Revolusi
Doa
Oleh:
Sindhunata
KITA
memerlukan pemimpin yang taat beragama, yang bisa membawa perbaikan moral
bangsa. Begitu dikatakan mantan Wakil Presiden Hamzah Haz baru-baru ini. Hamzah
Haz juga menyarankan perlunya dibangun lebih banyak tempat ibadah, agar semakin
banyak orang berdoa sehingga semakin banyak pula orang yang memiliki moral yang
baik.
Hamzah
Haz tidak keliru jika ia menghubungkan doa dan moral yang baik. Hanya
masalahnya, doa manakah yang bisa membuahkan moral yang baik? Pertanyaan ini
kebetulan juga sedang digeluti sejumlah sarjana antropologi dan teologi Islam
maupun Kristen. Pergulatan mereka dikumpulkan di bawah tema ”Prayer, Power, and
Politics” dalam jurnal Interpretation, Januari 2014.
Para
antropolog kultural memahami doa sebagai aktivitas ritual. Dari sudut kultural,
ritus adalah kesempatan, di mana orang menjalin hubungan baik dengan
kelompoknya, maupun realitas sosialnya, termasuk kekuasaan. Sementara karena
pada hakikatnya kekuasaan selalu relasional, kekuasaan mau tak mau juga
memengaruhi ritus dan dirasakan secara riil oleh mereka yang menjalankan
aktivitas ritual itu. Di situlah terletak hubungan antara doa dan kekuasaan.
Dengan pendekatan di atas, Rodney A Werline, profesor studi agama-agama di
Barton College, North Carolina, meneliti bagaimana doa-doa dihidupi tokoh-tokoh
Kitab Suci Perjanjian Lama, seperti Hannah, Ruth, Salomo, dan Daniel. Dari
penelitiannya terlihat doa terjadi dalam cakupan relasi sosial dan historis
yang amat luas.
Doa bisa
berfungsi sebagai dinamika keluarga, sebagai ekspresi cinta di antara sahabat,
sebagai ratapan orang jujur yang tidak bersalah tetapi menjadi korban, sebagai
teguran pemuka agama terhadap umatnya dan sebagai upaya bagaimana mengobati
luka sosial umatnya, sebagai jalan bagi para pemimpin untuk menjalankan kepemimpinannya,
juga sebagai jalan menentang kekuasaan represif.
Kekuasaan
sendiri bukanlah jelek atau baik. Namun, kekuasaan bisa digunakan untuk
membangun hidup atau merusak hidup masyarakat. Karena terjalin dengan kekuasaan
dalam sebuah realitas sosial dan kultural, doa juga bisa dijadikan jalan untuk
membangun hidup, tetapi doa pun bisa dimanfaatkan untuk merusaknya. Ini semua
berarti, doa tak pernah bisa dilepaskan dari etika.
Radikalitas
doa
Lex
orandi, lex credendi: bagaimana kita berdoa, itu menentukan bagaimana kita
beriman dan percaya. Aksioma tersebut menegaskan bahwa aturan-aturan dan
hukum-hukum iman sangatlah ditentukan oleh bagaimana kita berdoa. Seperti
dipaparkan Nico Koopman, profesor teologi sistematik dan etika di Universitas
Stellenbosch, semasa rezim apartheid di Afrika Selatan, aksioma itu diperluas
menjadi lex orandi, lex credendi, dan lex (con)vivendi. Artinya, bagaimana kita
berdoa tidak hanya menentukan bagaimana kita beriman, tetapi juga bagaimana
kita hidup, bahkan bagaimana kita hidup bersama.
Di Afrika
Selatan semasa rezim apartheid, doa dan upacara agama memang menjadi ambivalen.

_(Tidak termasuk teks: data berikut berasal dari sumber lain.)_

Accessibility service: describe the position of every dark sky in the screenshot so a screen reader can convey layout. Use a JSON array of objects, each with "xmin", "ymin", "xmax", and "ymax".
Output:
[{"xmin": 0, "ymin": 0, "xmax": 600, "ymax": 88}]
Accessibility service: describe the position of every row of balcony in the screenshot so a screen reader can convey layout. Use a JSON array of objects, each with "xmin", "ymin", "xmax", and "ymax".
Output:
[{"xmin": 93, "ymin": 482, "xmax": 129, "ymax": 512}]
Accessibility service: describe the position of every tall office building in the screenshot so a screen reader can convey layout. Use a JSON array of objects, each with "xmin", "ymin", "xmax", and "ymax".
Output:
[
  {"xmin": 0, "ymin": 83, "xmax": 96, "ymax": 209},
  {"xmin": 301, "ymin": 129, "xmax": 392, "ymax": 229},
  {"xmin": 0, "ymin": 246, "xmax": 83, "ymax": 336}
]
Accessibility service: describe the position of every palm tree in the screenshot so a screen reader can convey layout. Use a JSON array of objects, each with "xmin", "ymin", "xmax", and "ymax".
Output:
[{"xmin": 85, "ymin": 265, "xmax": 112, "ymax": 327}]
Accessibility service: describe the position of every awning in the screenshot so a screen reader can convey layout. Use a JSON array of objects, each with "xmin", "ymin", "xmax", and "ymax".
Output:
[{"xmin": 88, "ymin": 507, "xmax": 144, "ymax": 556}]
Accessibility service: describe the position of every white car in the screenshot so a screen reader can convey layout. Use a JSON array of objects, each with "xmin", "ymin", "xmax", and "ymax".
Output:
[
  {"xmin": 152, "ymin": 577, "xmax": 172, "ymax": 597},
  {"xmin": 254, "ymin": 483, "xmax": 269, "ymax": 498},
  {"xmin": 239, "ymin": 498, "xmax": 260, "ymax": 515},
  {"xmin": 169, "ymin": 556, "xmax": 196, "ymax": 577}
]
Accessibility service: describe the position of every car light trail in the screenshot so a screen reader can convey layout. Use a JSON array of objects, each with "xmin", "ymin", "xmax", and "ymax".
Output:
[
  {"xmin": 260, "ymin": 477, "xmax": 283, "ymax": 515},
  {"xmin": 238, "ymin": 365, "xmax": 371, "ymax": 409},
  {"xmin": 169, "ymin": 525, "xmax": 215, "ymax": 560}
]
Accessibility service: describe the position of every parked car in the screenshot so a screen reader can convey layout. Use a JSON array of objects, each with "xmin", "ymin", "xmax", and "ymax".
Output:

Doa bisa untuk menindas ataupun untuk membebaskan. Di bawah rezim represif, doa
dan iman bahkan dilegitimasikan secara teologis untuk melestarikan penindasan.
Karena itu, doa juga perlu dikoreksi secara etis.
Maka, doa
harus dibebaskan dari cengkeraman rezim represif, lalu dijadikan kekuatan untuk
meraih terjadinya masyarakat baru yang bebas dari penindasan. Doa harus bisa
menjadi kekuatan kritis untuk mendobrak masyarakat yang tidak adil. Di sini,
seperti diajakkan filsuf Nicholas Wolterstorff dari Amerika Serikat, kita perlu
memahami kesucian itu bukan semata-mata dari kategori kesucian sendiri, tetapi
juga dari kategori keadilan.
Kata
Wolterstorff, masyarakat yang tidak adil adalah masyarakat yang kehilangan
keutuhannya. Dalam masyarakat ini sekelompok orang tersudut di pinggiran, dan
tak terinkorporasikan ke dalam kehidupan yang sedang berkembang dalam
masyarakat itu. Masyarakat demikian bukanlah citra atau cerminan dari Tuhan
dalam keutuhan-Nya. Dalam keutuhan-Nya yang komunitarian, Tuhan tidak
mengecualikan siapa pun. Karena itu, masyarakat yang tidak adil dan
mengecualikan itu adalah masyarakat yang tidak suci. Maka, masyarakat baru yang
kita cita-citakan hendaklah menjadi masyarakat kesucian dan keutuhan,
masyarakat di mana terjadi integritas dan komunitas, inklusi dan pemerataan
keadilan, serta kesatuan hidup yang subur berkembang.
Doa
Kristiani sesungguhnya selalu merindukan datangnya masyarakat semacam itu.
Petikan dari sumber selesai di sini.